I think there needs to be a barrier. A border, an ocean to cross, or having to get there by train or plane. But it also depend on where you live. I find that in Canada, an hour drive is almost nothing, while in Europe there were friends I only saw once or so a year because they lived "so far" (an hour away).
It feels weird, but my 20 hours in a Greyhound have seemed equivalent to the one hour I'd spend in the TGV (fast train). I can't explain why. I feel if I went back there, I would still feel an hour away is super far. (To be fair, it took me an hour of public transit to reach the train station in the first place, so I guess that counts more are 2).
 
Ldr

I'm still new to driving so for me a 6 hour round trip, which is what it is to R, is too long in my crappy car every week. Also anything that requires a hotel stay or plane tickets. It's more the expense and safety thing. If I had a good car and more money I would definitely make a trip at least every other weekend.
 
I used to drive over an hour each way to work everyday - I don't consider that long distance.

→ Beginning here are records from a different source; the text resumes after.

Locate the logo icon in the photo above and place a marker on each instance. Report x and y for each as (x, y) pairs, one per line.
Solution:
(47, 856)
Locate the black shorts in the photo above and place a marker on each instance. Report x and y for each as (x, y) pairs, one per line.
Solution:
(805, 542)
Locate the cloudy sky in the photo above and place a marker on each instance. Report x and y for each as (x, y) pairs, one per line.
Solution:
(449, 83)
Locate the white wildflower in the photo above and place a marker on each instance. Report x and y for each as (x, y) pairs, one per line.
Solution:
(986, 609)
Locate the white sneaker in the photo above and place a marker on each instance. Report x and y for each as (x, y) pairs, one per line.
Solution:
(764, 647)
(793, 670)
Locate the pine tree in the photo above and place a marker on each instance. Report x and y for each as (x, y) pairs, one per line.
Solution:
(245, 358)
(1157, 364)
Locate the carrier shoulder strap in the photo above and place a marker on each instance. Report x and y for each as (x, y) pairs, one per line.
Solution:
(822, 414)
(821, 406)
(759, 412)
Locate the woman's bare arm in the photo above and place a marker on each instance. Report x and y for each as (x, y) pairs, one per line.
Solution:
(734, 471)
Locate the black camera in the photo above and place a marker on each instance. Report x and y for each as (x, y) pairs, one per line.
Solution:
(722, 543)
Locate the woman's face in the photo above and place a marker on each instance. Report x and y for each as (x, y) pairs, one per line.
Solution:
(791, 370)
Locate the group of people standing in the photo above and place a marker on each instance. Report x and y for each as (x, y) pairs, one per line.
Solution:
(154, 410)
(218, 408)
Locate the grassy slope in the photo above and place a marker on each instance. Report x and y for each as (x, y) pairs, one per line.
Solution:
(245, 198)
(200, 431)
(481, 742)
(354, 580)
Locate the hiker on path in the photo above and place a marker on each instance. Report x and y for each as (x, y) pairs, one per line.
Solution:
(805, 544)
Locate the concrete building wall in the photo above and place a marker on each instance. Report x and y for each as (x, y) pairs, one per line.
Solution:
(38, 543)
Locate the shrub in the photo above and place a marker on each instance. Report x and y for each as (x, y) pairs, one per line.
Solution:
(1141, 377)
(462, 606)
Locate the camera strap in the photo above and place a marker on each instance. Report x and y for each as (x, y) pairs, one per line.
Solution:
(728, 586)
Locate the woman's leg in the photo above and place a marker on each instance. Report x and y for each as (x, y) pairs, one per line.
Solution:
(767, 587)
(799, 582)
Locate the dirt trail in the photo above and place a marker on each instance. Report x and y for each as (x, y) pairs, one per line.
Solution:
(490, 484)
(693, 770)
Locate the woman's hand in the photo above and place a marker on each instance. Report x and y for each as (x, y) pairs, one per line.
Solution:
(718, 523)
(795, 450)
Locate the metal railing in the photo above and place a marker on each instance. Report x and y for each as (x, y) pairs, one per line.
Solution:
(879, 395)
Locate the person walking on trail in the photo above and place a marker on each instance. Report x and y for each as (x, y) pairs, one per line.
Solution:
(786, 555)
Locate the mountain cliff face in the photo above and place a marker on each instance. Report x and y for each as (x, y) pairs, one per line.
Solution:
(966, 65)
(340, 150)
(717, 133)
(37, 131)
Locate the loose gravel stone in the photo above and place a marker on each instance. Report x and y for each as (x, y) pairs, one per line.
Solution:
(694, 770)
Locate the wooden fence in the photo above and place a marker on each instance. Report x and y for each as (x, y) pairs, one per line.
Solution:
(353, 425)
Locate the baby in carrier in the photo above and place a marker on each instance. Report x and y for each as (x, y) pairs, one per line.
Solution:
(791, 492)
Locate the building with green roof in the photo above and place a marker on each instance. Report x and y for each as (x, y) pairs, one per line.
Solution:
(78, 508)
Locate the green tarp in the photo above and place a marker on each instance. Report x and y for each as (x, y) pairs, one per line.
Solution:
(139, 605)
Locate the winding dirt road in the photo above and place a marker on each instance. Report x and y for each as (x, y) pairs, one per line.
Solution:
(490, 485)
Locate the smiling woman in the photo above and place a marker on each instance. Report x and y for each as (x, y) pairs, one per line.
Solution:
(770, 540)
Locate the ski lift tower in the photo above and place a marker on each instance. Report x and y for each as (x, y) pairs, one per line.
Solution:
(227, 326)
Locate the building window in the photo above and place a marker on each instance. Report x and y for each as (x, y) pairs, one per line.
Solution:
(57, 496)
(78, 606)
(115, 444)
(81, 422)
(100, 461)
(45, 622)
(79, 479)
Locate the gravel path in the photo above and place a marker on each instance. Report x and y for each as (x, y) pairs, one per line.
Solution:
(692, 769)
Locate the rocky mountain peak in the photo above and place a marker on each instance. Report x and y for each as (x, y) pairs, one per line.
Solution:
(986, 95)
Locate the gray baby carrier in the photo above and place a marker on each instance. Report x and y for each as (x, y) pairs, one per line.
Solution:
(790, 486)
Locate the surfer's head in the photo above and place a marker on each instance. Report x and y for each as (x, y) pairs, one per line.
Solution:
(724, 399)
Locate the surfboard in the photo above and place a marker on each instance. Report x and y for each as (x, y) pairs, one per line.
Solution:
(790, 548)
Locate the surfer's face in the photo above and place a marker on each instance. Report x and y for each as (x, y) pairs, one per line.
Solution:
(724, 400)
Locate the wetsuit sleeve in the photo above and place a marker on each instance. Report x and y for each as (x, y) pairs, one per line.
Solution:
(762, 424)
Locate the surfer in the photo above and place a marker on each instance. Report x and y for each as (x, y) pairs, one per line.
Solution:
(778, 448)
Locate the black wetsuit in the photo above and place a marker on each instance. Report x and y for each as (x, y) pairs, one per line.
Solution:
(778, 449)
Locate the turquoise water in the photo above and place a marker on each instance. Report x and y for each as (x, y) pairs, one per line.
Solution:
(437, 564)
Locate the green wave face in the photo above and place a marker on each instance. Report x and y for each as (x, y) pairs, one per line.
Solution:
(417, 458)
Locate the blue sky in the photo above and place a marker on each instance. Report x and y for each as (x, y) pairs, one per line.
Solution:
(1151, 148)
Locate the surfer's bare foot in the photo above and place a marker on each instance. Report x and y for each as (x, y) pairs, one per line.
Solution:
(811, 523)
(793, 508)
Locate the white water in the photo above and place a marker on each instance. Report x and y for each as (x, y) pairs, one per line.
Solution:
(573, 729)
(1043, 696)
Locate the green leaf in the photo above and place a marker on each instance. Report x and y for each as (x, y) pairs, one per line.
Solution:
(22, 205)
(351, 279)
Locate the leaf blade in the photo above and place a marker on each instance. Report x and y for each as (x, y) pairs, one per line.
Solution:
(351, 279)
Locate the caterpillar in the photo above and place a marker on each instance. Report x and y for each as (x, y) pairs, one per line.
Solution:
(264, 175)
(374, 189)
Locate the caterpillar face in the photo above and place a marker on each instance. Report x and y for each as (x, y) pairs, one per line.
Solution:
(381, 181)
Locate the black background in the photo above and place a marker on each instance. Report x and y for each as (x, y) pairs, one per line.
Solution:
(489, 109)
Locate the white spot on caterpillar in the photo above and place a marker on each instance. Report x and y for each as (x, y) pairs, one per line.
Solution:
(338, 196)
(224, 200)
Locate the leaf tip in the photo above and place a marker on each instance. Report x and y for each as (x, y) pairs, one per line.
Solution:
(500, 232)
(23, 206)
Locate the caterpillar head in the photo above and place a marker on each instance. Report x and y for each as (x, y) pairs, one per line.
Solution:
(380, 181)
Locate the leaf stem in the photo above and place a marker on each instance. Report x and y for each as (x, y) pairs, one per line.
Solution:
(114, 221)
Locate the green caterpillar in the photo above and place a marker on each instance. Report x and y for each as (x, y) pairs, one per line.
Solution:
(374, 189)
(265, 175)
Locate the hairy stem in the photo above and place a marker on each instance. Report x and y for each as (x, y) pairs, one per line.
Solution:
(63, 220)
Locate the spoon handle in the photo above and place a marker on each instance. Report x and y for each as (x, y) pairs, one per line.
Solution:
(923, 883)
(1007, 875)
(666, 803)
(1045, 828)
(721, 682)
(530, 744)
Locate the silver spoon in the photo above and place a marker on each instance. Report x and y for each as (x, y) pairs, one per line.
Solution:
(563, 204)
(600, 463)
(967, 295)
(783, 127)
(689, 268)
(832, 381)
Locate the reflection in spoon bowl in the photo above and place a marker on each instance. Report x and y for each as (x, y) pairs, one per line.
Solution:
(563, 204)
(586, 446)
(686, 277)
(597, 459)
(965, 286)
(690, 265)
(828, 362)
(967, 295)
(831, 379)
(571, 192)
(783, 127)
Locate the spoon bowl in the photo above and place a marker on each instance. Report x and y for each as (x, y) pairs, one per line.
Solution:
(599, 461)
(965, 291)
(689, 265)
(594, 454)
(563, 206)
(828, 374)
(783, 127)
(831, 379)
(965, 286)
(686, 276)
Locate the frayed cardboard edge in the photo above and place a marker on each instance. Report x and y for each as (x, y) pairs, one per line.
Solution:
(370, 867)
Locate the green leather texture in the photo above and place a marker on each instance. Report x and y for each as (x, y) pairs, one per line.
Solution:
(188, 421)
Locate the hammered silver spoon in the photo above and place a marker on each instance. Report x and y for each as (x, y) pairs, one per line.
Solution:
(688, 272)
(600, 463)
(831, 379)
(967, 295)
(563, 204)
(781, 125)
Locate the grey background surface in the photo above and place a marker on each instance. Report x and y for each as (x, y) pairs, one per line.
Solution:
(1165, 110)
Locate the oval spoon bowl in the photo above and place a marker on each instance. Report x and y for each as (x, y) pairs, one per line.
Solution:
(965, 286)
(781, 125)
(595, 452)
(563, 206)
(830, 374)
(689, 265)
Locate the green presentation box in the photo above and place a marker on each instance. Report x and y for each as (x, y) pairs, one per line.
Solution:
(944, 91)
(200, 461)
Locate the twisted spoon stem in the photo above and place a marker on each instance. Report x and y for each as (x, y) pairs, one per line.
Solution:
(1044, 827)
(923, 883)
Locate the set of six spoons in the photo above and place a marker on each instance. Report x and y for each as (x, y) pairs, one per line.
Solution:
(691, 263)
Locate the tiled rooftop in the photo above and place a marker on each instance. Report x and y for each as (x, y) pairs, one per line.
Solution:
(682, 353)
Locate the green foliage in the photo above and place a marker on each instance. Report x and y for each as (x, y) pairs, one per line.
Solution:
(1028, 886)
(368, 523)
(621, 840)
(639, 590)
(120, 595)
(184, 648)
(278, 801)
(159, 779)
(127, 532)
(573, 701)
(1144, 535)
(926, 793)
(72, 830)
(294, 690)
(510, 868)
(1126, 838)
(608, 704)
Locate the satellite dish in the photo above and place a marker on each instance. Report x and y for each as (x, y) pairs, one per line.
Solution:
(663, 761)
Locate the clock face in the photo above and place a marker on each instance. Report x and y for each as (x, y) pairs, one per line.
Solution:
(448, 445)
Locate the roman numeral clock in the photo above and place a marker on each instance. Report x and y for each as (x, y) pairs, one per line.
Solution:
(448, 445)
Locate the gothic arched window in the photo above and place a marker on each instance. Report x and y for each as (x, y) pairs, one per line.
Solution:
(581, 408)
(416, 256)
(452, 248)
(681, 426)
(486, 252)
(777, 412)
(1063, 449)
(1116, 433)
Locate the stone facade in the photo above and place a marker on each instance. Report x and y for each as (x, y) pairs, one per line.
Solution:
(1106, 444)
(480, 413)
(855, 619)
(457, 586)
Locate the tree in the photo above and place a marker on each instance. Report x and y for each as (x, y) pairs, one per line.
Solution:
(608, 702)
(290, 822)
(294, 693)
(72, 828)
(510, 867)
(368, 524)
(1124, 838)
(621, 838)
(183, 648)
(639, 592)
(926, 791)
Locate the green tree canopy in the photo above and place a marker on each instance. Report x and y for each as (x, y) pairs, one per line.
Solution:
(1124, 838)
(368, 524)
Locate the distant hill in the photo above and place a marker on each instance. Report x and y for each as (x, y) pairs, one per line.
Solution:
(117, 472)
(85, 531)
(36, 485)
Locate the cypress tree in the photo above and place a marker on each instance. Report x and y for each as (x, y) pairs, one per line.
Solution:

If you can drive there, have a nice long date, and drive back in the same day, it's not long distance.
 
I would never do a long distance relationship again. Well I should never say never, but they just aren't worth it for me... what distance would make it worth it? I would agree with an hour... any further would be an LDR for me. I just wouldn't want to spend the time getting there and back. That sounds so unloving doesn't it? I suppose if I really fell for someone I would go to the ends of the earth to see them really. how can one help themselves when in NRE> :D
 
You make a good point RP about depth of feelings and distance. When my husband and I were still just "swinging" I began to fall for a guy and we started talking about potentially moving in together at some point in the future and then suddenly his job moved him 3 hours away . . . I never saw him again - it was just too difficult.

Fast forward one year and my husband finally says I can be with D!!! D lived 3 hours away and I was begging to make the trip every weekend! When you REALLY love someone, no distance will change that.